September 06, 2018 - 13:30 ( Brasília )

Brazil, China celebrate 30-year-old satellite cooperation

In 2019, a new satellite will monitor deforestation and disasters

This Wednesday (Aug. 29), at the Chinese Embassy in Brasília, Chinese government officials met with Brazilian aerospace authorities to celebrate the 30th anniversary of satellite cooperation between the two countries. The partnership is known as the China–Brazil Earth Resources Satellite program (CBERS), and has enabled the production of five satellites. The sixth remote sensing equipment, CBERS-4A, is expected to be launched next year in Taiyuan, China.


Spearheaded by the Brazilian Space Agent (AEB) and by the China National Space Administration (CNSA), the initiative saw the development of a full-fledged remote sensing system, both on Earth and in space, for the supply of free footage to both countries and 20 other nations in South America, Southern Africa, and Southeast Asia.

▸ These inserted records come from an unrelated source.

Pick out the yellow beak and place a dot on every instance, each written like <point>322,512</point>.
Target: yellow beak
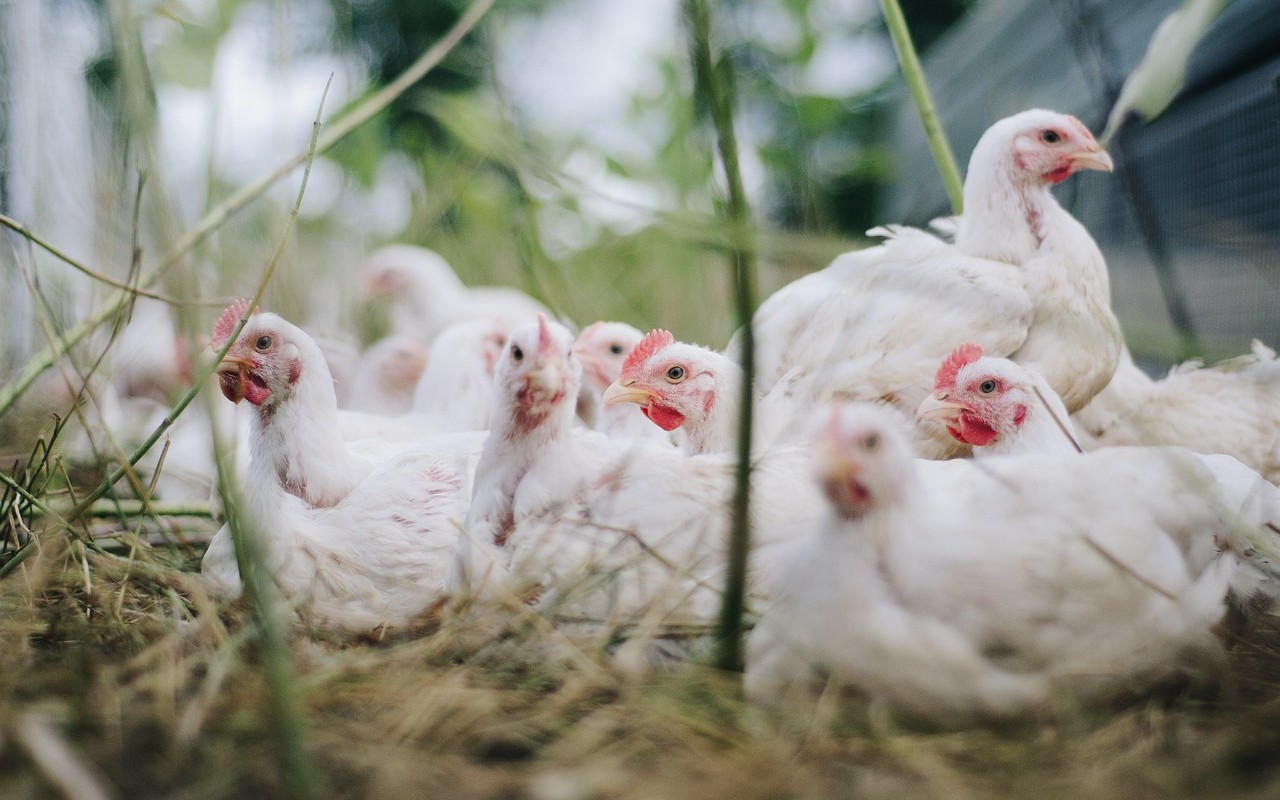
<point>1093,159</point>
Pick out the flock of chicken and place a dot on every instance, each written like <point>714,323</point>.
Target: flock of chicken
<point>965,496</point>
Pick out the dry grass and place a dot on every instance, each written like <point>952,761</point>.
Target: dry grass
<point>126,671</point>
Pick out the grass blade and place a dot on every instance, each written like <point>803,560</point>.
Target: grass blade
<point>914,74</point>
<point>716,87</point>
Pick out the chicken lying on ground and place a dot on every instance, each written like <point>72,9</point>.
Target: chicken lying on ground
<point>1023,279</point>
<point>387,374</point>
<point>298,437</point>
<point>1002,408</point>
<point>608,530</point>
<point>602,348</point>
<point>457,385</point>
<point>357,534</point>
<point>428,297</point>
<point>1232,407</point>
<point>956,588</point>
<point>693,389</point>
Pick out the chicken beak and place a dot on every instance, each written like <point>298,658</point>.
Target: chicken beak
<point>1093,158</point>
<point>938,407</point>
<point>841,480</point>
<point>624,391</point>
<point>232,374</point>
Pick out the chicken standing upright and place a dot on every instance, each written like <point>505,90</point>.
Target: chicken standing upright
<point>608,529</point>
<point>428,297</point>
<point>950,588</point>
<point>1023,279</point>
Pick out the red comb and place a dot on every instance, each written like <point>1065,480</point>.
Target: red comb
<point>653,341</point>
<point>225,324</point>
<point>951,365</point>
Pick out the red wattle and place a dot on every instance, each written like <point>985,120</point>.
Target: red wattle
<point>976,432</point>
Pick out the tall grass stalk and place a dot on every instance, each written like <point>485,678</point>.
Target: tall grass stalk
<point>278,668</point>
<point>336,132</point>
<point>914,74</point>
<point>716,86</point>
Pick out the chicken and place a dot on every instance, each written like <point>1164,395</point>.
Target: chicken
<point>1002,408</point>
<point>387,375</point>
<point>608,529</point>
<point>952,589</point>
<point>602,348</point>
<point>357,534</point>
<point>428,297</point>
<point>1230,407</point>
<point>457,385</point>
<point>693,389</point>
<point>997,406</point>
<point>378,557</point>
<point>298,437</point>
<point>1023,279</point>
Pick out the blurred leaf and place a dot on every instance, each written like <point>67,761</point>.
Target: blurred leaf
<point>1162,71</point>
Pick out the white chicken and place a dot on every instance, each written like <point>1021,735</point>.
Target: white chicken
<point>387,374</point>
<point>997,407</point>
<point>457,385</point>
<point>951,588</point>
<point>428,296</point>
<point>357,534</point>
<point>608,529</point>
<point>1230,407</point>
<point>380,556</point>
<point>602,348</point>
<point>693,389</point>
<point>298,437</point>
<point>1002,408</point>
<point>1023,279</point>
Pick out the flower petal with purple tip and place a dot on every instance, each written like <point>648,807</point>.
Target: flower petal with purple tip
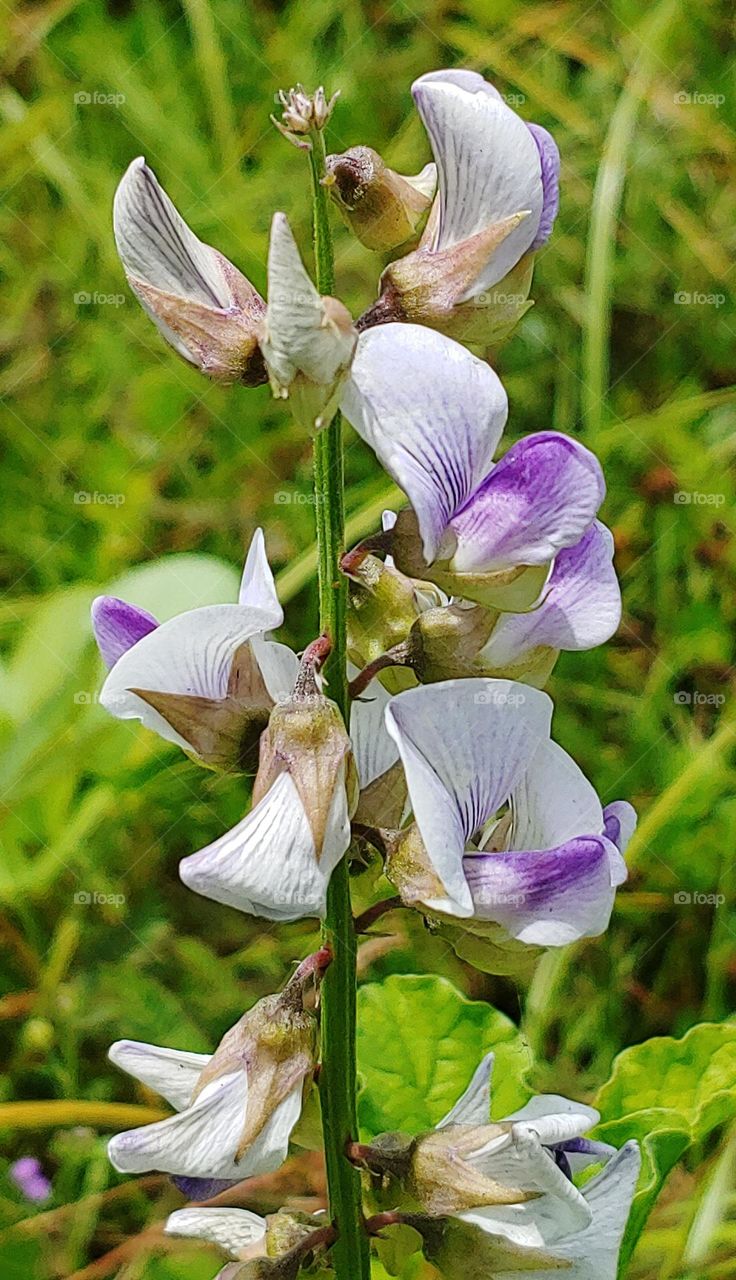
<point>539,498</point>
<point>488,167</point>
<point>118,626</point>
<point>549,160</point>
<point>580,608</point>
<point>547,897</point>
<point>433,414</point>
<point>465,746</point>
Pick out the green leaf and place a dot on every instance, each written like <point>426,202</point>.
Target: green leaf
<point>419,1043</point>
<point>667,1093</point>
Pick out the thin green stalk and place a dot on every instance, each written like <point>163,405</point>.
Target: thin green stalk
<point>351,1251</point>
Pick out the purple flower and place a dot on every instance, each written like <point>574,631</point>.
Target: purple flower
<point>30,1179</point>
<point>507,830</point>
<point>497,200</point>
<point>434,414</point>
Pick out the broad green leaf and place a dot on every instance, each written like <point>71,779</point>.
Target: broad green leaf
<point>694,1075</point>
<point>419,1043</point>
<point>663,1137</point>
<point>667,1093</point>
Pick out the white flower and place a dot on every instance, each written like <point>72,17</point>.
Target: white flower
<point>199,301</point>
<point>278,860</point>
<point>205,680</point>
<point>236,1107</point>
<point>496,205</point>
<point>307,341</point>
<point>507,830</point>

AEB President José Raimundo Braga Coelho underlined the pioneering high-technology plans implemented jointly by the two emerging countries.


“All the efforts to expand the knowledge in strategic areas—like space—are valid. We had the need to develop Earth observation satellites. And we received this incredible invitation from the Chinese to join a collective effort,” he said.



“We selected an object of mutual interest and developed [the CBERS program] together,” Raimundo recounted.


Chinese Ambassador to Brazil Li Jinzhang described the 30 years of China–Brazil space cooperation as “a role model for cooperation.” “Joint development for technological innovation brings mutual benefits,” he added. CBERS deepens the ties between the two nations, he went on to say.


O embaixador da China no Brasil, Li Jinzhang, participa da comemoração do 30º Aniversário da Cooperação CBERS, na Embaixada da China, em Brasília.


Chinese Ambassador to Brazil Li Jinzhang described the 30 years of China–Brazil space cooperation as “a role model for cooperation.” - TV Brasil





The sixth satellite is in its testing stage, and is being developed in cooperation with Brazil’s National Space Research Institute (Inpe) and the China Academy of Space Technology (Cast). CBERS-4A will ensure the continued supply of footage for monitoring the environment by keeping track of deforestation and natural disasters, the growth of agriculture and urban centers, among other uses.



CBERS-1 (1999), CBERS-2 (2003), and CBERS-2B (2007) were successfully launched. CBERS-3 malfunctioned during its launch in December, 2013. CBERS-4 was launched in December, 2014, and is still operational.





A hallmark in the program is the distribution of satellite-generated footage on for both environmental and agricultural purposes, also benefiting the academic community. Thus far, over 20 thousand Brazilian institutions have received images free of charge.


The China–Brazil cooperation is just a part of China’s ambitious space program. In the next 20 years, China plans to send a man to the Moon and a probe to Mars. This probe is expected to return with a soil sample for analysis.